Step 5: Approach the High Court for urgent injunction. Courts are granting rapid relief. Especially where:

  • Reputation harm exists
  • Commercial misuse is evident
  • Fraud risk is present

Can non-celebrities rely on these?

Yes!

Celebrity cases often set the precedent because the commercial value is visible. But the legal foundation applies to individuals too. Your identity is protected under privacy and dignity principles. If someone uses your image or voice without consent in a harmful or commercial way, courts can intervene.

The right of publicity in India is still uncodified. There is no standalone Personality Rights Act. The law evolves case by case. But the direction is unmistakable. Indian High Courts are building a strong judicial shield against AI misuse.
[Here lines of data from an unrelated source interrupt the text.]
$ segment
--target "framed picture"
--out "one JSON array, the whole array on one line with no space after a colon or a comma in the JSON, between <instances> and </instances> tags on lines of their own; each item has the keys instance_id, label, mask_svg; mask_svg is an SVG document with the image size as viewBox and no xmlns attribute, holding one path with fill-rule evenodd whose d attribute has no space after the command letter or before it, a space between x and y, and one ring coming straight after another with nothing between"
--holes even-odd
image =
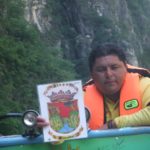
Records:
<instances>
[{"instance_id":1,"label":"framed picture","mask_svg":"<svg viewBox=\"0 0 150 150\"><path fill-rule=\"evenodd\" d=\"M44 141L87 137L87 125L80 80L37 86L41 116L49 126L43 128Z\"/></svg>"}]
</instances>

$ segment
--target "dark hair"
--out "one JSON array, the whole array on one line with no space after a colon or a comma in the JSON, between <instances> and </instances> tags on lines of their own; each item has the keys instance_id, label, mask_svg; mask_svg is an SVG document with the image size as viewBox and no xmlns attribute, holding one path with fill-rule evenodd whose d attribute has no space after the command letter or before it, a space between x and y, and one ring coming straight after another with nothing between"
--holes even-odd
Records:
<instances>
[{"instance_id":1,"label":"dark hair","mask_svg":"<svg viewBox=\"0 0 150 150\"><path fill-rule=\"evenodd\" d=\"M123 49L121 49L117 45L107 43L107 44L99 45L91 51L89 55L90 71L92 71L96 58L108 56L108 55L116 55L121 61L123 61L123 63L126 63L126 56L125 53L123 52Z\"/></svg>"}]
</instances>

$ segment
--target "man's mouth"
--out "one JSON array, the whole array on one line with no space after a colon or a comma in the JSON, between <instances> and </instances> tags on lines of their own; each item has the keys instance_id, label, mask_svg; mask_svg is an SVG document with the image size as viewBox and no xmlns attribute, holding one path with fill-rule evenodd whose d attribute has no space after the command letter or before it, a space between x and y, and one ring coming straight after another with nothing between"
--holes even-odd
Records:
<instances>
[{"instance_id":1,"label":"man's mouth","mask_svg":"<svg viewBox=\"0 0 150 150\"><path fill-rule=\"evenodd\" d=\"M104 82L105 84L112 84L112 83L115 83L115 81L111 81L111 80L107 80Z\"/></svg>"}]
</instances>

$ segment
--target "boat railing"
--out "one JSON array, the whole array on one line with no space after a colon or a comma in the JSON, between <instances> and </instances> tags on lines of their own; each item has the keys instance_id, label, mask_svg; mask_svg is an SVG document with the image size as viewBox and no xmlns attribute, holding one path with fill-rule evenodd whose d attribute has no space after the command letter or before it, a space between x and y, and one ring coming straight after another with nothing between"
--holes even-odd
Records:
<instances>
[{"instance_id":1,"label":"boat railing","mask_svg":"<svg viewBox=\"0 0 150 150\"><path fill-rule=\"evenodd\" d=\"M87 138L119 137L128 135L150 134L150 127L127 127L109 130L89 130ZM74 140L74 139L73 139ZM36 137L22 135L0 136L0 147L44 143L43 135Z\"/></svg>"}]
</instances>

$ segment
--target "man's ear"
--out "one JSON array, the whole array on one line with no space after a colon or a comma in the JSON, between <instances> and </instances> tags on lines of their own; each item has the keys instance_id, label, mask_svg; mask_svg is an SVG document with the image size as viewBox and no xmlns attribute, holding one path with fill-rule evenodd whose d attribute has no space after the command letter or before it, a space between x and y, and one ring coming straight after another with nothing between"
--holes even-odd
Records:
<instances>
[{"instance_id":1,"label":"man's ear","mask_svg":"<svg viewBox=\"0 0 150 150\"><path fill-rule=\"evenodd\" d=\"M126 70L127 70L127 69L128 69L127 62L124 62L124 65L125 65L125 68L126 68Z\"/></svg>"},{"instance_id":2,"label":"man's ear","mask_svg":"<svg viewBox=\"0 0 150 150\"><path fill-rule=\"evenodd\" d=\"M91 75L91 79L93 80L93 73L91 72L91 74L90 74L90 75Z\"/></svg>"}]
</instances>

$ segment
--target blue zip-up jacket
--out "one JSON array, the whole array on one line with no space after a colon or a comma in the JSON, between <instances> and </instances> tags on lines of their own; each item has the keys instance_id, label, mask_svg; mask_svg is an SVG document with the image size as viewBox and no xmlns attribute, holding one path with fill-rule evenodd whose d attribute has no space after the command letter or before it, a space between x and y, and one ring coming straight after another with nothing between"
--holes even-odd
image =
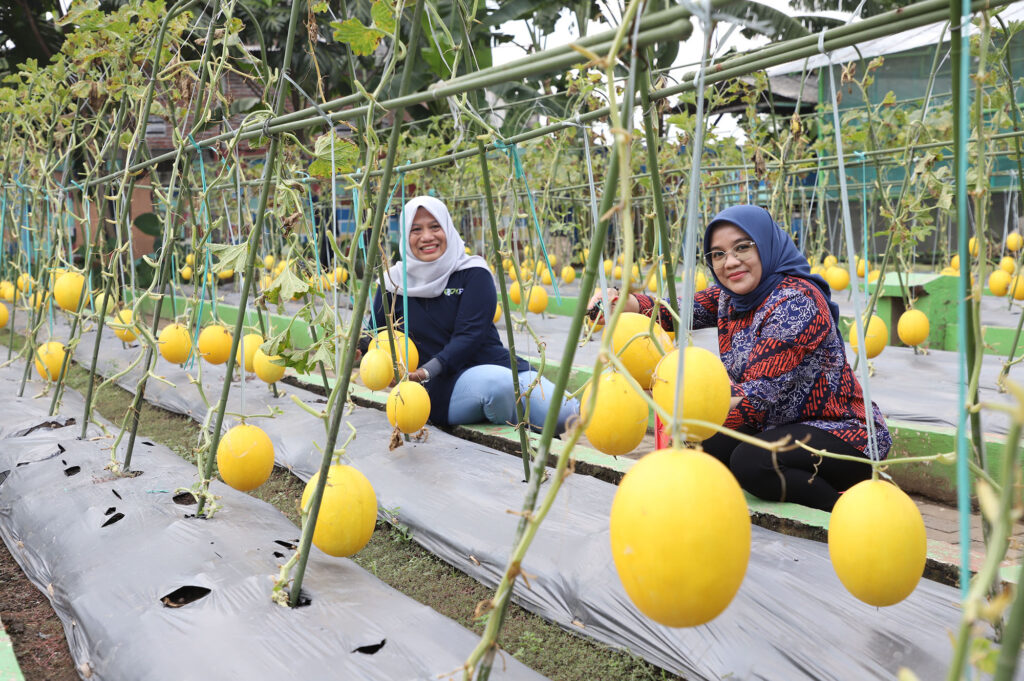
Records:
<instances>
[{"instance_id":1,"label":"blue zip-up jacket","mask_svg":"<svg viewBox=\"0 0 1024 681\"><path fill-rule=\"evenodd\" d=\"M377 291L367 326L386 328L384 310L391 309L394 298L395 328L404 331L402 296L385 294L386 301ZM448 425L448 403L463 371L481 364L511 368L511 353L502 345L494 326L497 304L494 278L480 267L453 272L444 292L436 298L409 298L409 338L419 351L420 366L430 374L424 387L430 395L430 421L434 425ZM519 371L530 370L526 360L516 359ZM511 381L508 389L512 390Z\"/></svg>"}]
</instances>

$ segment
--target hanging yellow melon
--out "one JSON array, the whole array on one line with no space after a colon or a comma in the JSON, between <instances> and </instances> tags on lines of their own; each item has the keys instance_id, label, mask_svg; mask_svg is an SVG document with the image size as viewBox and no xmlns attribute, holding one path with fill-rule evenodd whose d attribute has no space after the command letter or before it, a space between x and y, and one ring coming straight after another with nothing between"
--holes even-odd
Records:
<instances>
[{"instance_id":1,"label":"hanging yellow melon","mask_svg":"<svg viewBox=\"0 0 1024 681\"><path fill-rule=\"evenodd\" d=\"M256 348L256 354L252 358L252 368L264 383L275 383L284 376L284 364L280 355L268 355L261 348Z\"/></svg>"},{"instance_id":2,"label":"hanging yellow melon","mask_svg":"<svg viewBox=\"0 0 1024 681\"><path fill-rule=\"evenodd\" d=\"M65 272L53 287L53 299L60 309L75 312L84 287L85 277L78 272Z\"/></svg>"},{"instance_id":3,"label":"hanging yellow melon","mask_svg":"<svg viewBox=\"0 0 1024 681\"><path fill-rule=\"evenodd\" d=\"M713 352L689 346L684 354L683 408L680 418L725 423L729 415L732 383L725 365ZM651 391L654 401L669 414L675 409L679 372L679 350L672 350L658 363ZM717 431L707 426L685 426L686 439L706 440Z\"/></svg>"},{"instance_id":4,"label":"hanging yellow melon","mask_svg":"<svg viewBox=\"0 0 1024 681\"><path fill-rule=\"evenodd\" d=\"M320 471L302 491L302 508L309 512ZM313 545L329 556L344 558L366 546L377 524L377 495L366 476L351 466L327 469L327 484L316 514Z\"/></svg>"},{"instance_id":5,"label":"hanging yellow melon","mask_svg":"<svg viewBox=\"0 0 1024 681\"><path fill-rule=\"evenodd\" d=\"M611 456L628 454L643 441L650 410L617 371L606 371L598 380L596 400L593 380L583 390L580 418L587 423L583 432L600 452Z\"/></svg>"},{"instance_id":6,"label":"hanging yellow melon","mask_svg":"<svg viewBox=\"0 0 1024 681\"><path fill-rule=\"evenodd\" d=\"M168 324L157 339L160 354L171 364L184 364L192 354L192 336L181 324Z\"/></svg>"},{"instance_id":7,"label":"hanging yellow melon","mask_svg":"<svg viewBox=\"0 0 1024 681\"><path fill-rule=\"evenodd\" d=\"M228 485L242 492L256 489L274 470L274 444L261 428L237 425L217 444L217 470Z\"/></svg>"},{"instance_id":8,"label":"hanging yellow melon","mask_svg":"<svg viewBox=\"0 0 1024 681\"><path fill-rule=\"evenodd\" d=\"M831 257L831 256L829 256ZM828 258L826 258L828 260ZM850 273L842 267L832 265L825 269L825 281L833 291L843 291L850 285Z\"/></svg>"},{"instance_id":9,"label":"hanging yellow melon","mask_svg":"<svg viewBox=\"0 0 1024 681\"><path fill-rule=\"evenodd\" d=\"M548 292L540 286L533 286L530 288L529 300L526 303L526 309L534 314L540 314L544 310L548 309Z\"/></svg>"},{"instance_id":10,"label":"hanging yellow melon","mask_svg":"<svg viewBox=\"0 0 1024 681\"><path fill-rule=\"evenodd\" d=\"M114 316L114 321L110 323L110 328L114 330L114 335L125 343L131 343L138 337L139 330L135 328L131 310L118 312Z\"/></svg>"},{"instance_id":11,"label":"hanging yellow melon","mask_svg":"<svg viewBox=\"0 0 1024 681\"><path fill-rule=\"evenodd\" d=\"M928 315L920 310L907 310L896 322L896 335L904 345L920 345L928 339L930 328Z\"/></svg>"},{"instance_id":12,"label":"hanging yellow melon","mask_svg":"<svg viewBox=\"0 0 1024 681\"><path fill-rule=\"evenodd\" d=\"M40 378L48 381L56 381L60 377L60 368L64 365L66 354L64 345L57 341L43 343L36 349L35 364L36 371Z\"/></svg>"},{"instance_id":13,"label":"hanging yellow melon","mask_svg":"<svg viewBox=\"0 0 1024 681\"><path fill-rule=\"evenodd\" d=\"M651 329L662 350L672 345L665 330L651 318L635 312L623 312L612 329L612 350L622 359L630 375L644 388L650 388L654 379L654 367L661 360L662 351L648 335ZM607 331L605 332L607 333ZM640 335L640 337L636 337Z\"/></svg>"},{"instance_id":14,"label":"hanging yellow melon","mask_svg":"<svg viewBox=\"0 0 1024 681\"><path fill-rule=\"evenodd\" d=\"M391 355L380 348L367 350L359 362L359 378L370 390L383 390L391 385L395 378Z\"/></svg>"},{"instance_id":15,"label":"hanging yellow melon","mask_svg":"<svg viewBox=\"0 0 1024 681\"><path fill-rule=\"evenodd\" d=\"M889 327L885 325L878 315L871 315L867 327L864 329L864 355L873 359L885 350L889 344ZM850 327L850 346L857 352L857 329Z\"/></svg>"},{"instance_id":16,"label":"hanging yellow melon","mask_svg":"<svg viewBox=\"0 0 1024 681\"><path fill-rule=\"evenodd\" d=\"M832 566L843 586L868 605L884 607L909 596L924 572L927 552L921 512L892 483L857 483L832 510Z\"/></svg>"},{"instance_id":17,"label":"hanging yellow melon","mask_svg":"<svg viewBox=\"0 0 1024 681\"><path fill-rule=\"evenodd\" d=\"M199 356L210 364L223 364L231 356L231 332L220 324L210 324L199 333Z\"/></svg>"},{"instance_id":18,"label":"hanging yellow melon","mask_svg":"<svg viewBox=\"0 0 1024 681\"><path fill-rule=\"evenodd\" d=\"M1012 274L1002 269L993 270L992 274L988 275L988 290L994 296L1005 296L1006 292L1010 290L1011 281L1013 281Z\"/></svg>"},{"instance_id":19,"label":"hanging yellow melon","mask_svg":"<svg viewBox=\"0 0 1024 681\"><path fill-rule=\"evenodd\" d=\"M387 402L388 423L411 435L427 425L430 418L430 395L426 388L413 381L402 381L391 389Z\"/></svg>"},{"instance_id":20,"label":"hanging yellow melon","mask_svg":"<svg viewBox=\"0 0 1024 681\"><path fill-rule=\"evenodd\" d=\"M612 502L612 558L640 612L668 627L710 622L729 603L750 559L750 515L736 478L692 449L648 454Z\"/></svg>"}]
</instances>

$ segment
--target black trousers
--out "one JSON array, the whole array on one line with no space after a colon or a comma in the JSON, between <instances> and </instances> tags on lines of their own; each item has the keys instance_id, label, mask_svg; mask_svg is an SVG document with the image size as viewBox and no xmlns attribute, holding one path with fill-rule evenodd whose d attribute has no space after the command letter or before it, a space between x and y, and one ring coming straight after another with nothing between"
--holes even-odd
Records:
<instances>
[{"instance_id":1,"label":"black trousers","mask_svg":"<svg viewBox=\"0 0 1024 681\"><path fill-rule=\"evenodd\" d=\"M789 435L793 440L802 440L815 449L864 460L860 463L830 459L802 447L778 452L773 457L767 449L723 433L705 440L702 444L704 451L728 466L740 486L761 499L791 501L831 511L841 492L871 477L871 466L860 450L821 428L796 423L762 433L751 430L748 434L768 442Z\"/></svg>"}]
</instances>

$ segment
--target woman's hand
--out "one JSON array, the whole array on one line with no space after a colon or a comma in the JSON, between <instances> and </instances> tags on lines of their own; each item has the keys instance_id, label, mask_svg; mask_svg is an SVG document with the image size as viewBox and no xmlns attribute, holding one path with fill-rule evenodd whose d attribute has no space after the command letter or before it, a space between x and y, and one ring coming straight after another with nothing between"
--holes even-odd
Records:
<instances>
[{"instance_id":1,"label":"woman's hand","mask_svg":"<svg viewBox=\"0 0 1024 681\"><path fill-rule=\"evenodd\" d=\"M619 297L619 290L618 289L614 289L614 288L610 288L610 289L608 289L606 294L607 294L608 302L609 302L609 304L611 304L611 301L613 301L613 300L615 300L616 298ZM587 309L588 310L594 309L594 306L597 305L599 302L603 303L602 298L601 298L601 294L600 293L595 293L593 296L591 296L590 300L587 302ZM628 298L626 298L625 311L626 312L637 312L637 313L640 312L640 303L639 303L639 301L637 301L636 296L634 296L632 293L629 294ZM596 318L593 319L594 323L596 323L596 324L604 324L604 315L603 314L598 313L595 317Z\"/></svg>"},{"instance_id":2,"label":"woman's hand","mask_svg":"<svg viewBox=\"0 0 1024 681\"><path fill-rule=\"evenodd\" d=\"M411 374L409 374L409 380L416 381L417 383L422 383L423 381L427 380L427 372L424 371L424 369L421 367L416 371L413 371Z\"/></svg>"}]
</instances>

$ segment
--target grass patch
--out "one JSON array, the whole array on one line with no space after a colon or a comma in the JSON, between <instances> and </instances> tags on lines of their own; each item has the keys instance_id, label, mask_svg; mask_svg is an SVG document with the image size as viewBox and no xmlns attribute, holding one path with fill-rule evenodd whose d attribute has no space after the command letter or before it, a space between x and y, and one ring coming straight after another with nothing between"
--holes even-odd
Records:
<instances>
[{"instance_id":1,"label":"grass patch","mask_svg":"<svg viewBox=\"0 0 1024 681\"><path fill-rule=\"evenodd\" d=\"M10 341L9 332L0 335L0 343ZM22 338L14 336L14 341L15 348L19 348ZM89 373L81 366L73 363L69 367L66 381L69 387L84 394L88 380ZM101 379L95 381L98 387ZM132 394L116 385L93 393L96 411L115 426L124 420L131 401ZM139 415L139 435L195 463L199 425L191 418L144 403ZM270 479L250 494L277 508L297 527L299 499L304 487L305 483L289 471L275 468ZM478 634L483 632L484 622L474 619L473 613L478 603L492 596L492 591L420 547L406 532L378 521L370 543L352 560L410 598L467 629ZM680 678L628 652L564 631L514 603L509 605L498 642L506 655L512 655L553 681ZM495 664L501 664L500 658Z\"/></svg>"}]
</instances>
The larger message - your face is not free content

Deepfakes are getting smarter. Courts are getting sharper. From the Anil Kapoor dynamic injunction to the Akshay Kumar deepfake takedown, from Suniel Shetty’s urgent relief to Asha Bhosle’s voice recognition, Indian jurisprudence is sending a signal. Your face is not free content. Your voice is not public property. Your name is not an AI experiment.

If someone made a deepfake using your face or voice, Indian law has tools. High Courts have authority. And relief is not theoretical. It is happening. And it is happening now.

Your reputation took years to build. A deepfake can damage it in minutes. Trademarkia understands that identity is more than a name on paper. It is brand equity. It is credibility. It is trust. If you are serious about protecting your name, likeness, and commercial rights in a digital world shaped by AI, it starts with building strong legal foundations.

Because when identity becomes vulnerable, protection becomes essential.